Sunday, 11 September, 2005, //
snippet of the Campaign for Real Beauty webiste
The people at Dove have their hearts in the right place. They really do. And what they're doing is getting a rather positive response, in a few New York Times articles as well as Dove's own Campaign for Real Beauty promotional website.
So some women feel good when they look at the ads and that—whether or not these women are the majority notwithstanding—alone makes me happy that it's being done. It's a step in the right direction for sure.
But am I the only person around here who feels a little frustrated every time I look at the tag line of this campaign? It's pretty sick that these women can't be put before the eyes of the public without what basically amounts to an asterisk next to their asses and a footnote reading, "Yeah we know they aren't skinny. Aren't we cool for putting them in an ad anyway?" Does every billboard with these women really need an announcement that they aren't as thin as the swizzle sticks on the billboard next door? I think most of us can pretty much see that for ourselves. Does Dove's website really need to insist with methinks-Dove-doth-protest-too-much levels of repetition that it finds these women are beautiful in their own unique ways? C'mon. These are some pretty girls. They've got big, bright smiles, clear skin, and shiny hair. None of them have huge, flabby stomachs or cottage-cheese thighs. They'd be looking a lot prettier without all this insistence that they're going to "celebrate their curves."

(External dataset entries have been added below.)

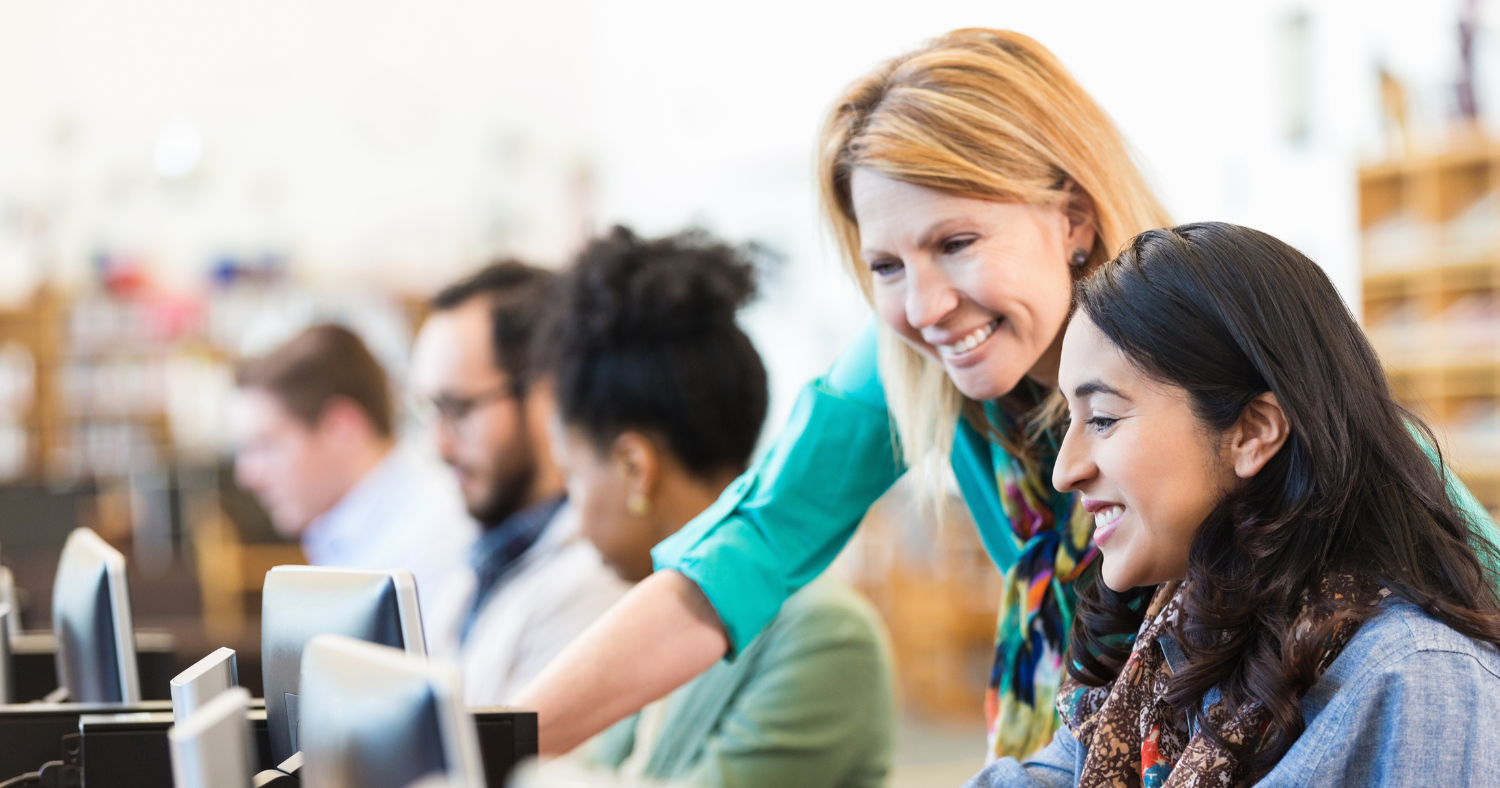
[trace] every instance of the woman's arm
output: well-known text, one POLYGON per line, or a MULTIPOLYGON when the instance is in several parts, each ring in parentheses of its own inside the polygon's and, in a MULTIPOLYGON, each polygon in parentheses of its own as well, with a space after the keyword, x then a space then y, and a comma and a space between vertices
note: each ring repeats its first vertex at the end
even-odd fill
POLYGON ((903 470, 869 330, 803 389, 765 456, 657 545, 658 572, 521 694, 540 715, 542 752, 571 749, 753 640, 903 470))
POLYGON ((517 698, 537 710, 543 755, 560 755, 686 684, 729 641, 708 598, 682 575, 641 581, 517 698))
POLYGON ((1078 784, 1087 754, 1063 726, 1052 735, 1051 744, 1030 758, 1001 758, 964 783, 964 788, 1072 788, 1078 784))

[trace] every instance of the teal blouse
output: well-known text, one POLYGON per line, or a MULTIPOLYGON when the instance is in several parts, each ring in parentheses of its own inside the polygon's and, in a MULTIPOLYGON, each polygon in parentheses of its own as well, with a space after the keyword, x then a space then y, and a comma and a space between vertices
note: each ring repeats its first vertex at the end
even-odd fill
MULTIPOLYGON (((1001 572, 1015 563, 1010 522, 995 487, 991 445, 967 423, 952 463, 980 540, 1001 572)), ((1435 460, 1435 457, 1434 457, 1435 460)), ((738 653, 787 597, 828 568, 865 512, 906 471, 896 448, 867 327, 823 377, 803 388, 771 447, 682 530, 651 551, 657 569, 691 579, 738 653)), ((1449 495, 1488 538, 1488 513, 1452 474, 1449 495)))

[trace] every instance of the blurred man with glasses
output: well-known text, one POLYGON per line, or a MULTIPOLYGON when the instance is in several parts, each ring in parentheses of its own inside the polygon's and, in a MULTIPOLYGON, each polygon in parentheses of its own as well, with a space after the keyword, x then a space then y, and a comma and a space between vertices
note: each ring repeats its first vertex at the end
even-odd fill
POLYGON ((471 706, 504 705, 625 592, 578 532, 547 442, 547 392, 528 380, 552 275, 492 265, 439 293, 412 351, 412 388, 483 533, 437 603, 437 656, 471 706))

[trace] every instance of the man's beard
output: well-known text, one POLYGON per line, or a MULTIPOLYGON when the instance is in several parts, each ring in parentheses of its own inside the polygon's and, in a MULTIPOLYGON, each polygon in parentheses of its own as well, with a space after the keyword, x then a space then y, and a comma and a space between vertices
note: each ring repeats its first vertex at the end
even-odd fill
POLYGON ((504 452, 491 480, 489 495, 469 507, 469 515, 486 531, 505 522, 526 504, 526 496, 537 477, 536 452, 523 432, 504 452))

Wouldn't Dove's message be coming across a little clearer if it slapped these pictures on its billboards without the "check out these curvy women—but they're still pretty, we swear!" commentary? U.S. women all know what "curvy" really means in the mouths of advertisers and the mainstream media. It means you're not up to their standards.
In this sense, rap—which gets unending flack for objectifying women—is quite a few steps ahead of Dove's game. You know that Kanye West "Gold Digger" video I mentioned one post down? Many of the women wriggling in front of "Fantasy Magazine" and "Oooh LaLa" aren't supermodel-thin either—and Kanye doesn't change the lyrics to "now I ain't sayin' she a supermodel/but it ain't like she so fat she's got a waddle" when the "curvier" women are front and center. In fact there's nothing at all to differentiate them from the thin girls in the video aside from the viewer's own preference.
Maybe advertisers and the mainstream media can take a hint. I'll be a lot happier when I see normal-sized women in ads that don't have the words "curvy," "real," or "plus-size" anywhere in sight. Until then, rap videos and the boastful Dove ads are going to have to do.